As machine learning becomes more integral to the healthcare industry, researchers have attempted to improve the accuracy and efficiency of these algorithms. Recently, a team at Penn Medicine discovered a once-hidden, through-line between two widely used predictive models that could increase the accuracy of machine learning tools. The discovery could expand the use of machine learning throughout healthcare and other industries.
“The expansion of machine learning to high-stakes application domains such as medicine, finance, and criminal justice, where making informed decisions requires clear understanding of the model, has increased the interest in interpretable machine learning,” researchers wrote in a study published in Proceedings in the National Journal of Sciences (PNAS).
“Despite recent efforts to formalize the concept of interpretability in machine learning, there is considerable disagreement on what such a concept means and how to measure it.”
Additionally, MIT researchers recently developed an automated system that can gather more data from images used to train machine learning models, including algorithms that can analyze brain scans to help treat and diagnose neurological conditions.

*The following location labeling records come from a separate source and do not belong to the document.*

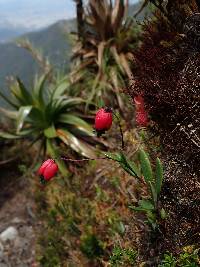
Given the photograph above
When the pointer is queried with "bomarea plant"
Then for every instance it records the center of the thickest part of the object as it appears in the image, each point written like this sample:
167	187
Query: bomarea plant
153	179
46	115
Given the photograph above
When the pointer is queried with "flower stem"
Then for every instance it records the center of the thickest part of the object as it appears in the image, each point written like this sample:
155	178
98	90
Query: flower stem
120	128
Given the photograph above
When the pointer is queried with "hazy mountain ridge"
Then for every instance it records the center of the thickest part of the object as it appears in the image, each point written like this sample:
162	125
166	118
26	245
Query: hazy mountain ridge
55	44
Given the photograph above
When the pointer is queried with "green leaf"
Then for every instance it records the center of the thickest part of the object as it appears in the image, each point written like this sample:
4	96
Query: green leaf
146	166
129	166
50	132
159	176
153	193
76	144
74	120
115	157
8	101
146	204
54	153
163	214
143	205
7	135
9	113
38	89
25	96
60	89
22	114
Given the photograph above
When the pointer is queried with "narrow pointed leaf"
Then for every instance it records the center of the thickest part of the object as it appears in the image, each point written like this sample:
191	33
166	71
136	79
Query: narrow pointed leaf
159	176
8	101
76	144
146	166
7	135
25	95
9	113
50	132
22	114
54	153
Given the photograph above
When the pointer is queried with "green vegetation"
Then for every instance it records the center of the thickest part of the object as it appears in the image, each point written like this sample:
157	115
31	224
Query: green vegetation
103	55
113	203
48	117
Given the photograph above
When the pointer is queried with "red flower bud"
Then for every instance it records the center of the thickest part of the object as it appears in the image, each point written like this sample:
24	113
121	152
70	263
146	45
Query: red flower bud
103	119
48	169
141	118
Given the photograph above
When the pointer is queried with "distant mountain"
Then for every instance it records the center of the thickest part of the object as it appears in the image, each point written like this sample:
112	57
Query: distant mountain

“We’re hoping this will make image segmentation more accessible in realistic situations where you don’t have a lot of training data,” said first author Amy Zhao, a graduate student in the Department of Electrical Engineering and Computer Science (EECS) and Computer Science and Artificial Intelligence Laboratory (CSAIL).
“In our approach, you can learn to mimic the variations in unlabeled scans to intelligently synthesize a large dataset to train your network.”